It can’t get more ironical than this. Death, the great leveller that it is, doesn’t buck ranks when it comes to quality. And India, not surprisingly, ranks at the bottom, as much in quality of death as in life.
Since even the best customer-satisfaction surveys fall short of rating the quality of death, a Singapore charity commissioned the Economist Intelligence Unit to devise a new rating system. The results were announced last week where the UK, among a list of 40 countries, tops the list, and India ranks the lowest.
The quantitative indicators for this index account for life expectancy and healthcare spending as a share of gross domestic product; whereas the qualitative indicators include public awareness and the existence of a government strategy.
Ranking low is not new to India. Earlier UNDP quality of life indices, also called the human development index, have shown that India is slipping on this front—from ranks 126 in 2006 to 134 in 2009. People may shrug it off as yet another ranking or may choose to take it as a warning sign to devise strategies as the nation witnesses a large number of its people entering their 60s, 70s and beyond.
Arguably, this is a critical time when technology and health insurance are pitted against a medical culture that considers death to be a let-down. Studies show that aggressive healthcare at the end of life doesn’t mean good quality of death. There is also evidence that given a choice, a large number of people would like to die at home, but most die in hospital.
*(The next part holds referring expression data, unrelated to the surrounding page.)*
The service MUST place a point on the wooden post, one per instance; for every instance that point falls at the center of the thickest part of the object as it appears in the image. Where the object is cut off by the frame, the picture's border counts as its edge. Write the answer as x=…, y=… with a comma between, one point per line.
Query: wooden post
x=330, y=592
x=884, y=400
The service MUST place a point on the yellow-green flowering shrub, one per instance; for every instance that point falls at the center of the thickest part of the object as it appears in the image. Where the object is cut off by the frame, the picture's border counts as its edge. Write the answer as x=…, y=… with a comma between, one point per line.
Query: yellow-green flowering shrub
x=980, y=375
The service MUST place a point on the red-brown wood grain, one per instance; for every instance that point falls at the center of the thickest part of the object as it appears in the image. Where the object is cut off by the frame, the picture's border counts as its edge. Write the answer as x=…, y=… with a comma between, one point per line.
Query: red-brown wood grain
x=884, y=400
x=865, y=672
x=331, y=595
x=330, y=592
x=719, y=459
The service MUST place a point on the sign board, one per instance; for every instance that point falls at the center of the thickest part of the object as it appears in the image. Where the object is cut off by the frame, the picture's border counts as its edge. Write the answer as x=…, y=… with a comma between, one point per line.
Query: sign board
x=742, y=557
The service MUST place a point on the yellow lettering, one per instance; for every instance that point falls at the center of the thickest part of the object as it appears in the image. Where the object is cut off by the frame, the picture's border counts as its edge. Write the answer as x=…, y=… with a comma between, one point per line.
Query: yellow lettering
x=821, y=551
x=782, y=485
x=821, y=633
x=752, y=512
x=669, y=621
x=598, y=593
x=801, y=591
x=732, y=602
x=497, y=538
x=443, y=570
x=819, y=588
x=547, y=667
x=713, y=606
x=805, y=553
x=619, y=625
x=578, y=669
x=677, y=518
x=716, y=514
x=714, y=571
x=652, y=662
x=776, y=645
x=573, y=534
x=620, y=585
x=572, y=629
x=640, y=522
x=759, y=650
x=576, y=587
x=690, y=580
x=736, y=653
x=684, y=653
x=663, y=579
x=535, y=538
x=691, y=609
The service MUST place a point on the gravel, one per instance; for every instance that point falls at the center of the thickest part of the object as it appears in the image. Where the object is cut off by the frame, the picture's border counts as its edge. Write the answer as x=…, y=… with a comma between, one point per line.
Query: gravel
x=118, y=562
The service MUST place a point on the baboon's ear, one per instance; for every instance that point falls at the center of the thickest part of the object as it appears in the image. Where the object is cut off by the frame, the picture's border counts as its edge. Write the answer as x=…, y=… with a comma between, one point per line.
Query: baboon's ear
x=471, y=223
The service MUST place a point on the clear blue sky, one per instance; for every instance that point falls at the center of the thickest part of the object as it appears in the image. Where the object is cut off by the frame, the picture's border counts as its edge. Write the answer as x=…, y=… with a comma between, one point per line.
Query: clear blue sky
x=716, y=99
If willing, India has enough models to choose from—Kerala’s community care, which the new study makes a mention of; Uganda’s palliative care approach; or even the hospice movement of the UK which cares for people near death, even though death comes to less than 5% of its populace.
The starting point, for the public and private sectors alike, could well be something as simple as ensuring availability of painkillers and their right administration. Data shows that some five billion people lack access to painkillers such as morphine and its equivalents.